This article appeared originally in Gulf News: link to original article
What are the economic arguments for Brexit? There is no straightforward answer here.
What is clear though is that determining fiscal and monetary policies, which the UK enjoyed, are not among those.
Unlike its European counterparts that adopted the euro, the UK determined its own exchange rate using tools available to its central bank. The UK was also free to determine its own tax rates, as did all EU member-states. Being in the EU while still retaining those two freedoms gave the UK the better of both worlds, which makes any Brexit argument regarding the two, more or less, invalid.
With that being said, the sterling pound reached a 30-year low against the dollar because of Brexit. And even if that did not happen, the UK would have needed to devalue its currency if it is to start promoting its exports, whether via a future trade deal with the EU or to the rest of the world.
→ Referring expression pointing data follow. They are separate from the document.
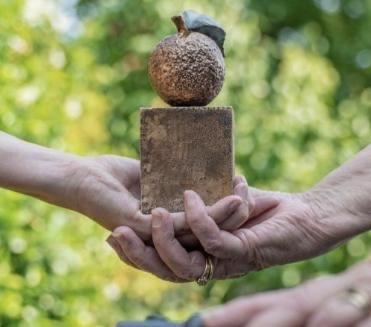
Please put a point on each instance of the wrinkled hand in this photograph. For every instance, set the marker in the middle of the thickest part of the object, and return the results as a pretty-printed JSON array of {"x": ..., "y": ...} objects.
[
  {"x": 170, "y": 261},
  {"x": 321, "y": 302},
  {"x": 107, "y": 189},
  {"x": 281, "y": 228}
]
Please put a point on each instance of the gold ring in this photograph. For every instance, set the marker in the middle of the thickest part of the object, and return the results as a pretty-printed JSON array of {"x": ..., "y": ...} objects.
[
  {"x": 208, "y": 272},
  {"x": 359, "y": 299}
]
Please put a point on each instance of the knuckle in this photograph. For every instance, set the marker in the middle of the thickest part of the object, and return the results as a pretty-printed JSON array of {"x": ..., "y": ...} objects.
[
  {"x": 213, "y": 246},
  {"x": 186, "y": 273}
]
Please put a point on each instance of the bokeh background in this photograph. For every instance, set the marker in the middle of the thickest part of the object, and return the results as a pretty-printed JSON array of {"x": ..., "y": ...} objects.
[{"x": 72, "y": 77}]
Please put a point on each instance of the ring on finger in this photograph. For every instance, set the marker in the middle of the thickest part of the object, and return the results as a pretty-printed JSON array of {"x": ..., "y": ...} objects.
[{"x": 208, "y": 272}]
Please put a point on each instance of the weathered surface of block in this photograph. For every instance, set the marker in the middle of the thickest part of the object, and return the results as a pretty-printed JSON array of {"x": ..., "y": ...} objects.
[{"x": 185, "y": 148}]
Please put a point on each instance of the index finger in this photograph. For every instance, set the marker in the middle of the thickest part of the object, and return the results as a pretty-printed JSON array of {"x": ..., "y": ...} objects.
[{"x": 216, "y": 242}]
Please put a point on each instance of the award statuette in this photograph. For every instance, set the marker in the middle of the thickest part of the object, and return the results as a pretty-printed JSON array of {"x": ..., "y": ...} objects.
[{"x": 187, "y": 146}]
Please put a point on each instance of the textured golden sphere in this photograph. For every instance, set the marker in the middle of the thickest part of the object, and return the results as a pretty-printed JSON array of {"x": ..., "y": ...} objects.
[{"x": 187, "y": 69}]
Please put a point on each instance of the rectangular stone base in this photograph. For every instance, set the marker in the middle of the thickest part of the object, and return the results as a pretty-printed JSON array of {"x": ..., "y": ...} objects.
[{"x": 185, "y": 148}]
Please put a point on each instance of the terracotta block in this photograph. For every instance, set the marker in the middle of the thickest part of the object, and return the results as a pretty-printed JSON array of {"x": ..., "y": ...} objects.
[{"x": 185, "y": 148}]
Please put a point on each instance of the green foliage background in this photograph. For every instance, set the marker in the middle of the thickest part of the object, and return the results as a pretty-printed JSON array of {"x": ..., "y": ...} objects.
[{"x": 73, "y": 75}]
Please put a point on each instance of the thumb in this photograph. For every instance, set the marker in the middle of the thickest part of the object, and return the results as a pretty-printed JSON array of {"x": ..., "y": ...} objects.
[{"x": 264, "y": 203}]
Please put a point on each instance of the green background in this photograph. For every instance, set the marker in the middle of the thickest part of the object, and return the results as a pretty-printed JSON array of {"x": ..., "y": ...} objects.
[{"x": 72, "y": 77}]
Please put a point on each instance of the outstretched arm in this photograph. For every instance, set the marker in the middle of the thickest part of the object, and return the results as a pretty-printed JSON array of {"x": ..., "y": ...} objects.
[
  {"x": 281, "y": 228},
  {"x": 105, "y": 188}
]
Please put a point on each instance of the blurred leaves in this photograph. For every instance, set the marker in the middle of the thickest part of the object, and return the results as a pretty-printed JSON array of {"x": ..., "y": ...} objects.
[{"x": 73, "y": 75}]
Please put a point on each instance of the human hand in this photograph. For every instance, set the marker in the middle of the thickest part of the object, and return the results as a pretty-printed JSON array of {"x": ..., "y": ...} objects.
[
  {"x": 282, "y": 228},
  {"x": 339, "y": 301},
  {"x": 107, "y": 189},
  {"x": 168, "y": 259}
]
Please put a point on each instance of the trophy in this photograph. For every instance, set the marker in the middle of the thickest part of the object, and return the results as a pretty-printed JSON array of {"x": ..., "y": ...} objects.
[{"x": 187, "y": 146}]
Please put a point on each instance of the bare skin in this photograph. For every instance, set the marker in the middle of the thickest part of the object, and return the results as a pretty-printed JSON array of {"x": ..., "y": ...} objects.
[
  {"x": 104, "y": 188},
  {"x": 285, "y": 228}
]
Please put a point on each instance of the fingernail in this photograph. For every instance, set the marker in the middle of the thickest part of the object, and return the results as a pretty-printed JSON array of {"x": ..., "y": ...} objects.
[
  {"x": 156, "y": 219},
  {"x": 189, "y": 194},
  {"x": 234, "y": 205}
]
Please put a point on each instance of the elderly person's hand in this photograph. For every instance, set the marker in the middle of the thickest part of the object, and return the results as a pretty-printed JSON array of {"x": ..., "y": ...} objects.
[
  {"x": 169, "y": 260},
  {"x": 281, "y": 228},
  {"x": 339, "y": 301},
  {"x": 104, "y": 188}
]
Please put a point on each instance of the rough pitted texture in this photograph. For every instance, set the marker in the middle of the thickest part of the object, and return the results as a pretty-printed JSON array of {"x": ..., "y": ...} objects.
[
  {"x": 187, "y": 70},
  {"x": 185, "y": 149}
]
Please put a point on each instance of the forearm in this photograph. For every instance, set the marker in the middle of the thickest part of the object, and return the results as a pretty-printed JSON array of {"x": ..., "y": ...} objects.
[
  {"x": 345, "y": 194},
  {"x": 34, "y": 170}
]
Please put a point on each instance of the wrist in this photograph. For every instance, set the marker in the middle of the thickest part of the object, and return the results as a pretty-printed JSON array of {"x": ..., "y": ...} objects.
[{"x": 337, "y": 212}]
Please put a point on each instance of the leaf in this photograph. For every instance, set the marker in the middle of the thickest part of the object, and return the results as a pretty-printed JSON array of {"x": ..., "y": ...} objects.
[{"x": 206, "y": 25}]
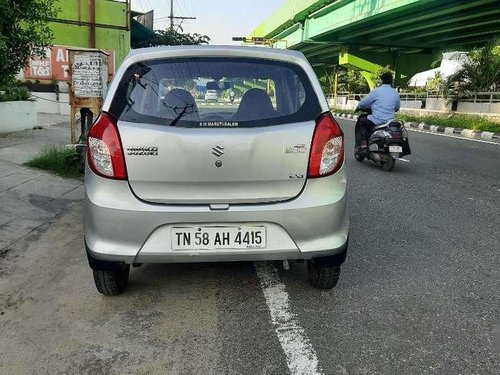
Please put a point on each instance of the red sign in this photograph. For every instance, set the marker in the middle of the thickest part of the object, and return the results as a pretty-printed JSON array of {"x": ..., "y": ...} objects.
[{"x": 55, "y": 65}]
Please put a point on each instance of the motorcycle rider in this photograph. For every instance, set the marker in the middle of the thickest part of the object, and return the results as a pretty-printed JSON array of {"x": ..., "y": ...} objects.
[{"x": 384, "y": 103}]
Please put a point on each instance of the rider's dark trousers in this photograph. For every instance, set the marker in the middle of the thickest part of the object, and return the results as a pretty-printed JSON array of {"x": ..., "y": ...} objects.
[{"x": 363, "y": 130}]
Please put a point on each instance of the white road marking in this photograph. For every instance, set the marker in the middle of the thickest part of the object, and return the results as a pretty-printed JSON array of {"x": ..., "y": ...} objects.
[
  {"x": 442, "y": 134},
  {"x": 300, "y": 355}
]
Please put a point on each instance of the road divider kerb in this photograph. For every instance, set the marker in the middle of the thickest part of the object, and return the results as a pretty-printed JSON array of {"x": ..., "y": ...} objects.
[{"x": 422, "y": 126}]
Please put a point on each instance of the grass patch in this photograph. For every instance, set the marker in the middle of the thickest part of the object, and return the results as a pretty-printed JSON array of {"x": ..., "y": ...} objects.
[
  {"x": 64, "y": 162},
  {"x": 454, "y": 121}
]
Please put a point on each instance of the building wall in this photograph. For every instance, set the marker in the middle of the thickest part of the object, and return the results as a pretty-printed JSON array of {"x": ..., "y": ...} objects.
[{"x": 108, "y": 12}]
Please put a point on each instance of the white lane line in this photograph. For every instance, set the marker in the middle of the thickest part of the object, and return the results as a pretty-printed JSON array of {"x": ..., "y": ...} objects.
[
  {"x": 440, "y": 134},
  {"x": 300, "y": 355},
  {"x": 454, "y": 136}
]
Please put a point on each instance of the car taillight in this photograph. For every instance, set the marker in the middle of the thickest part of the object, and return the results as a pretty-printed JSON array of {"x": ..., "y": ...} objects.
[
  {"x": 327, "y": 151},
  {"x": 104, "y": 149}
]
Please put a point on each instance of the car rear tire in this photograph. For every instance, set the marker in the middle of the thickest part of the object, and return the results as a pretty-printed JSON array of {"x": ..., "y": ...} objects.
[
  {"x": 388, "y": 165},
  {"x": 323, "y": 275},
  {"x": 111, "y": 282}
]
If the UK did not enjoy such freedom in its monetary policy, Brexit’s economic consequences would have been made much harder to predict and much harder to manage if the UK had at a point adopted the euro and needed now to revert back to sterling pound.
In all cases, planned or unplanned currency devaluation is not all good for British citizens. As the currency loses value and World Trade Organisation tariffs are imposed if a trade deal between the UK and EU could not be reached, the pinch would be felt mainly by British citizens as they pay higher prices for EU-imported products — since those are the products that will be affected first.
With the above explained, the only economic argument left for Brexit is one that has to do with an ancient topic in economics: free flow of capital and people. For the sake of this article, free flow of people will only be discussed. So what makes people move physically from one country to another?
Labor market equilibrium is attained when supply of labour meets demand for it, taking mainly into account skill level and wages. When domestic supply of labor does not meet the demand for it, whether in terms of skills or wages, people move in pursuit of better opportunities either from the domestic country to a foreign one or vice versa.
Brexit’s argument was that the free flow of people between EU countries has undercut employment opportunities for British citizens. Normally, as economies develop, job requirements become more sophisticated as a natural result of division and specialisation of labor, which makes labour market equilibrium harder to achieve.
Brexit’s free flow of people argument centres around citizens from other EU member-states being employed instead of British citizens. Such an argument is flawed and here is why.
Let’s assume for instance that demand for wages in the UK exceed supply. Citizens move from their mother countries to the UK to fill in those jobs and push the market towards equilibrium. If demand for wages was to meet supply, that will not take place.
However, the rising cost of living among other factors restricts domestic demand from meeting domestic supply of wages by lowering the former, which encourages migration from other countries to the domestic country. In UK’s case, such migration occurs anyway, except that it being in the EU made the flow of people from EU member-states to the UK easier than that from non-EU member states.
In conclusion, the UK prior to the Brexit vote controlled its own monetary and fiscal policies even if it had to meet fiscal targets set by the EU for all member-states. The UK was actually heading for a budget surplus in the very near future. As for our main argument, the free flow of people is necessary to achieve labour market equilibrium when the domestic market cannot attain it on its own. The last thought that I want to leave you with: what would have happened if the UK had adopted the euro instead of the sterling pound?